Douglas A. McIntyre is the co-founder, chief executive officer and editor in chief of 24/7 Wall St. and 24/7 Tempo. He has held these jobs since 2006.

McIntyre has written thousands of articles for 24/7 Wall St. He is an expert on corporate finance, the automotive industry, media companies and international finance. He has edited articles on national demographics, sports, personal income and travel.

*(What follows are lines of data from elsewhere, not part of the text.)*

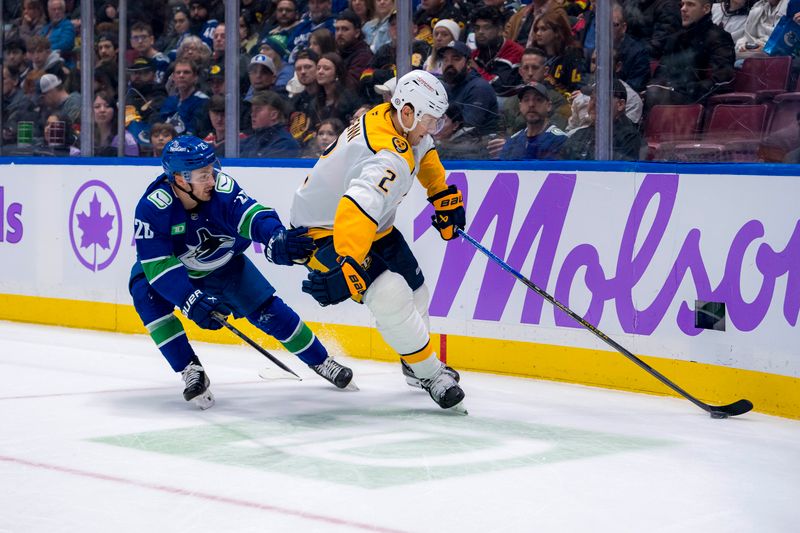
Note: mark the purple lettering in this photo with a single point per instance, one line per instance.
(14, 223)
(545, 218)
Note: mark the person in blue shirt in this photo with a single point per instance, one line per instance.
(539, 139)
(186, 109)
(191, 228)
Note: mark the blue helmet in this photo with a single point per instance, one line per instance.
(186, 153)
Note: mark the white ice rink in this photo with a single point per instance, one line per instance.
(95, 436)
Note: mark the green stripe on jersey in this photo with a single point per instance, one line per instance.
(154, 268)
(246, 224)
(301, 340)
(166, 330)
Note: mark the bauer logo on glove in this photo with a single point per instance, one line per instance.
(450, 214)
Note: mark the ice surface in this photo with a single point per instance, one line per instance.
(95, 436)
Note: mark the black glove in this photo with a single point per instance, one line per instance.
(287, 247)
(199, 306)
(346, 280)
(450, 214)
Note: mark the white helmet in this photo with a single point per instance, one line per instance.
(424, 92)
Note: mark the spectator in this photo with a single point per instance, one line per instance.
(30, 23)
(520, 26)
(55, 99)
(59, 137)
(185, 110)
(14, 57)
(322, 42)
(444, 32)
(180, 30)
(142, 41)
(144, 94)
(352, 48)
(376, 30)
(565, 59)
(456, 140)
(274, 47)
(365, 9)
(761, 20)
(160, 134)
(248, 37)
(580, 99)
(106, 139)
(44, 60)
(286, 19)
(653, 22)
(305, 68)
(627, 142)
(334, 99)
(431, 11)
(59, 30)
(317, 17)
(270, 138)
(216, 80)
(539, 139)
(327, 132)
(697, 61)
(731, 15)
(107, 50)
(16, 105)
(496, 58)
(465, 87)
(202, 23)
(216, 116)
(632, 54)
(533, 67)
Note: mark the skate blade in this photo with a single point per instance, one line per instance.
(203, 401)
(459, 409)
(270, 373)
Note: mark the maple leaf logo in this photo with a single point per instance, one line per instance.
(95, 226)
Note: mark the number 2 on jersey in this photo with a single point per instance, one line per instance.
(389, 177)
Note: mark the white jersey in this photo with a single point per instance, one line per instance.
(371, 167)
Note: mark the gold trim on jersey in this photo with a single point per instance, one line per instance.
(380, 134)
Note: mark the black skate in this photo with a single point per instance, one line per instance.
(197, 382)
(414, 381)
(339, 375)
(444, 390)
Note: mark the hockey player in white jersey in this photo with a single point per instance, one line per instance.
(349, 201)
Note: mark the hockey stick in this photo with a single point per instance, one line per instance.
(716, 411)
(221, 319)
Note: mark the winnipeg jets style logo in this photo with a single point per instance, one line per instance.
(211, 252)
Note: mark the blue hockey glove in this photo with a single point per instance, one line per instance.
(450, 214)
(346, 280)
(287, 247)
(199, 306)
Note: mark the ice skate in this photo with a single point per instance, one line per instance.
(197, 382)
(445, 391)
(414, 381)
(339, 375)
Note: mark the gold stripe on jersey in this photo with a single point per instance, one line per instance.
(353, 230)
(380, 134)
(431, 173)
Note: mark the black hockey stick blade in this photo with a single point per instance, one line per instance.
(222, 320)
(722, 411)
(734, 409)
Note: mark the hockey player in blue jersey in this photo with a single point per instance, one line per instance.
(192, 226)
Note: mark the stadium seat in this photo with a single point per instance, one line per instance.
(669, 124)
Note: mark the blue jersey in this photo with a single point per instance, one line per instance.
(543, 146)
(174, 245)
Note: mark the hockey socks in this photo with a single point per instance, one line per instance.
(279, 320)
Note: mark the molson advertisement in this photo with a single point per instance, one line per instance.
(697, 273)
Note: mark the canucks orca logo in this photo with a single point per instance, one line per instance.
(211, 252)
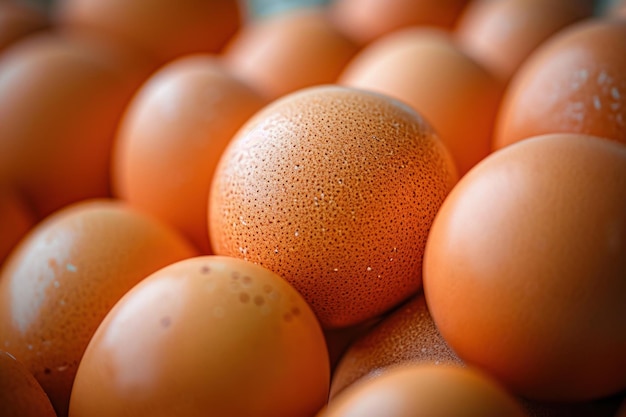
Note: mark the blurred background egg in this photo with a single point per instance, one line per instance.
(575, 82)
(501, 34)
(161, 29)
(425, 69)
(366, 20)
(524, 267)
(172, 136)
(20, 393)
(287, 51)
(334, 189)
(61, 99)
(62, 279)
(207, 336)
(425, 390)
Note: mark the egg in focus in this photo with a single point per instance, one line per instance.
(205, 336)
(334, 189)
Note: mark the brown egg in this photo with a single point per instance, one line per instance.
(425, 69)
(20, 393)
(366, 20)
(163, 29)
(172, 136)
(575, 82)
(61, 101)
(334, 189)
(17, 20)
(288, 51)
(59, 283)
(524, 267)
(16, 219)
(208, 336)
(501, 34)
(425, 390)
(408, 335)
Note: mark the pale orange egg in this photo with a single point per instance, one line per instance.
(366, 20)
(61, 101)
(575, 82)
(62, 279)
(207, 336)
(524, 267)
(427, 70)
(162, 29)
(335, 190)
(289, 51)
(501, 34)
(425, 390)
(172, 137)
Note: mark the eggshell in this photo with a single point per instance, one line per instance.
(366, 20)
(20, 393)
(501, 34)
(172, 136)
(288, 51)
(425, 390)
(427, 70)
(334, 189)
(59, 283)
(575, 83)
(407, 335)
(208, 336)
(162, 29)
(61, 101)
(524, 267)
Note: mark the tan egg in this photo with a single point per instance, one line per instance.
(59, 283)
(288, 51)
(425, 390)
(162, 29)
(207, 336)
(61, 101)
(425, 69)
(334, 189)
(407, 335)
(366, 20)
(20, 393)
(16, 219)
(17, 20)
(575, 83)
(524, 267)
(172, 136)
(501, 34)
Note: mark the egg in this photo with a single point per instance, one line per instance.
(427, 70)
(62, 279)
(18, 20)
(501, 34)
(171, 137)
(162, 29)
(16, 219)
(425, 390)
(207, 336)
(20, 393)
(334, 189)
(575, 82)
(367, 20)
(288, 51)
(524, 267)
(407, 335)
(61, 101)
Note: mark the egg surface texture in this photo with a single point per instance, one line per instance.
(334, 189)
(207, 336)
(525, 273)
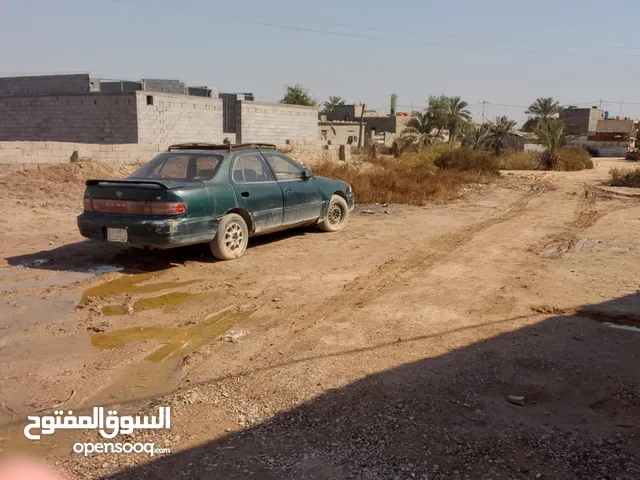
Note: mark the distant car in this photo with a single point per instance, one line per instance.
(215, 194)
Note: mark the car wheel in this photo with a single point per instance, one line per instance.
(231, 238)
(337, 215)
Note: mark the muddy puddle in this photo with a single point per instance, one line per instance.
(159, 373)
(177, 341)
(169, 303)
(133, 284)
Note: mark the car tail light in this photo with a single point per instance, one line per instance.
(164, 208)
(133, 207)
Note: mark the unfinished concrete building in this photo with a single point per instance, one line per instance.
(75, 108)
(83, 109)
(595, 129)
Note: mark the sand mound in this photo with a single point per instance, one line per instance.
(48, 186)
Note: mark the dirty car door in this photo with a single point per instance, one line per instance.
(257, 191)
(302, 197)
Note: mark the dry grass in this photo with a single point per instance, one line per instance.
(573, 159)
(411, 179)
(625, 177)
(519, 161)
(466, 159)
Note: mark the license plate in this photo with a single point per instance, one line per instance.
(117, 235)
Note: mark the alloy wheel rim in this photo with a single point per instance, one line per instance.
(335, 215)
(234, 237)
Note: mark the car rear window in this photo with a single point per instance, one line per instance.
(190, 167)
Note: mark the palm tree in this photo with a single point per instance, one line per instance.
(438, 110)
(550, 132)
(419, 128)
(474, 135)
(458, 114)
(499, 134)
(298, 95)
(544, 107)
(329, 105)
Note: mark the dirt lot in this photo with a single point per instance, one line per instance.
(387, 351)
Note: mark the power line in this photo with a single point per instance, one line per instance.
(368, 37)
(458, 37)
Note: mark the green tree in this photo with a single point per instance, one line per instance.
(329, 105)
(298, 95)
(457, 114)
(475, 136)
(499, 134)
(438, 112)
(543, 107)
(419, 131)
(550, 132)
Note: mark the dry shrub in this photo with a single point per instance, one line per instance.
(633, 156)
(573, 159)
(520, 161)
(625, 177)
(467, 159)
(398, 181)
(57, 184)
(426, 157)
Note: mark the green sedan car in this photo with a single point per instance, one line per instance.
(215, 194)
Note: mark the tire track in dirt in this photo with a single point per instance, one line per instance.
(556, 245)
(371, 285)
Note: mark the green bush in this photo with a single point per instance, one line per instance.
(519, 161)
(466, 159)
(573, 159)
(633, 156)
(625, 177)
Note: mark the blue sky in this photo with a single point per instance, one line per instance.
(502, 51)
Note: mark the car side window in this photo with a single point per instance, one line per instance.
(206, 166)
(284, 167)
(251, 168)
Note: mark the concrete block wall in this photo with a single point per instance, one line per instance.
(47, 84)
(312, 152)
(164, 86)
(275, 122)
(171, 118)
(86, 118)
(16, 156)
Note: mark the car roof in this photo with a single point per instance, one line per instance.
(222, 148)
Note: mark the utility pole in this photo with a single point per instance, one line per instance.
(621, 102)
(361, 136)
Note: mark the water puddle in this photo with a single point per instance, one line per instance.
(168, 302)
(622, 327)
(132, 284)
(177, 342)
(104, 269)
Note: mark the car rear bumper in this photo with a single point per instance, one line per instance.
(350, 201)
(149, 232)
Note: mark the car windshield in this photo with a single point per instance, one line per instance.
(185, 166)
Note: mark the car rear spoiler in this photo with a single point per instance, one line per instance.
(130, 182)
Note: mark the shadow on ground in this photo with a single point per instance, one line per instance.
(451, 416)
(89, 255)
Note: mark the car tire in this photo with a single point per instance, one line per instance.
(337, 215)
(231, 239)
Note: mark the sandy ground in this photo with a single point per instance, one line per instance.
(389, 350)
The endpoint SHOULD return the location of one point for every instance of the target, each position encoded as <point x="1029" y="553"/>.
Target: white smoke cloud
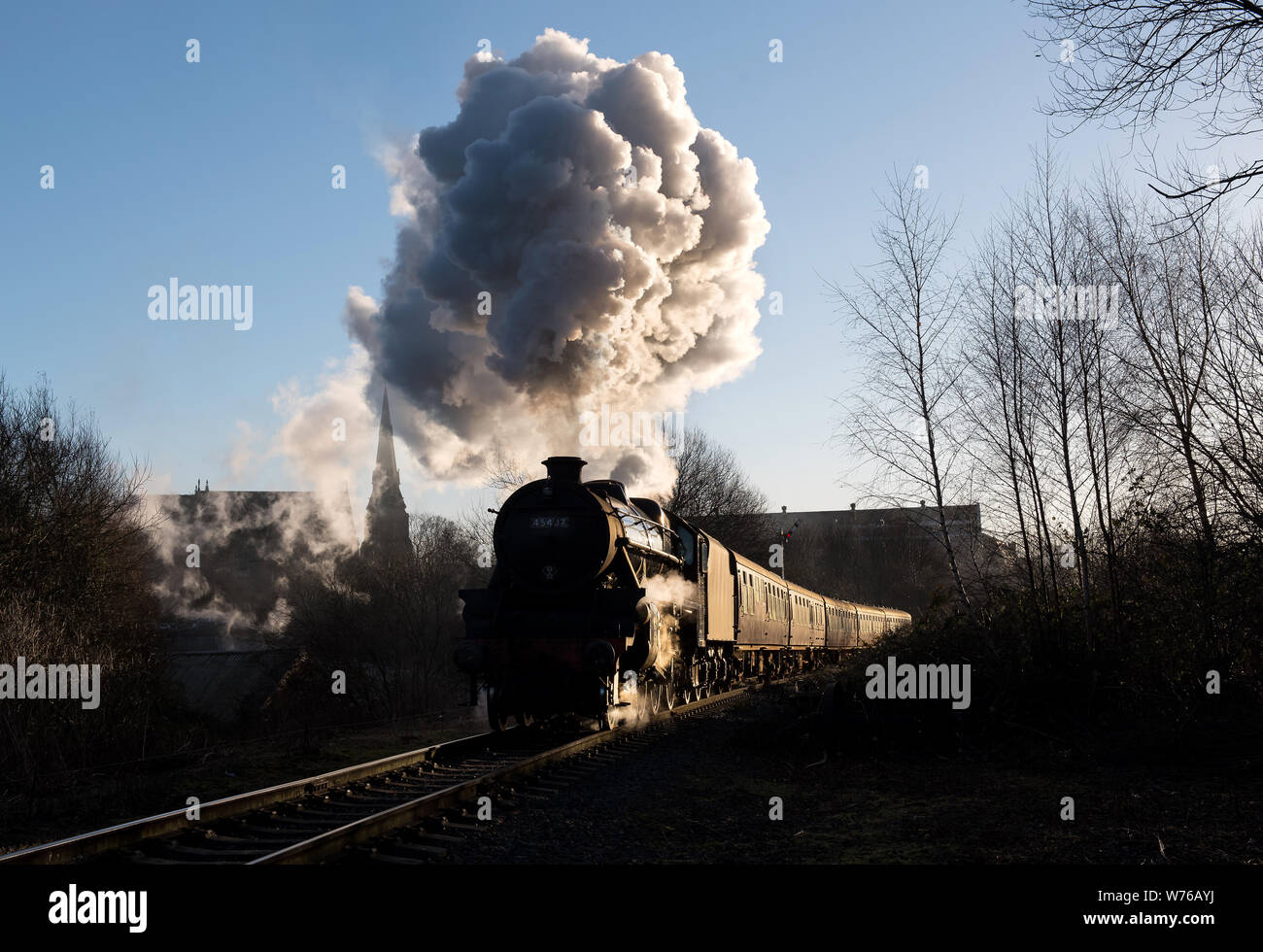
<point x="615" y="236"/>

His work has been quoted or mentioned in The New York Times, The Wall Street Journal, Los Angeles Times, The Washington Post, NBC News, Time, The New Yorker, HuffPost USA Today, Business Insider, Yahoo, AOL, MarketWatch, The Atlantic, Bloomberg, New York Post, Chicago Tribune, Forbes, The Guardian and many other major publications. McIntyre has been a guest on CNBC, the BBC and television and radio stations across the country.

A magna cum laude graduate of Harvard College, McIntyre also was president of The Harvard Advocate. Founded in 1866, the Advocate is the oldest college publication in the United States.

TheStreet.com, Comps.com and Edgar Online are some of the public companies for which McIntyre served on the board of directors. He was a Vicinity Corporation board member when the company was sold to Microsoft in 2002. He served on the audit committees of some of these companies.

McIntyre has been the CEO of FutureSource, a provider of trading terminals and news to commodities and futures traders. He was president of Switchboard, the online phone directory company. He served as chairman and CEO of On2 Technologies, the video compression company that provided video compression software for Adobe’s Flash. Google bought On2 in 2009.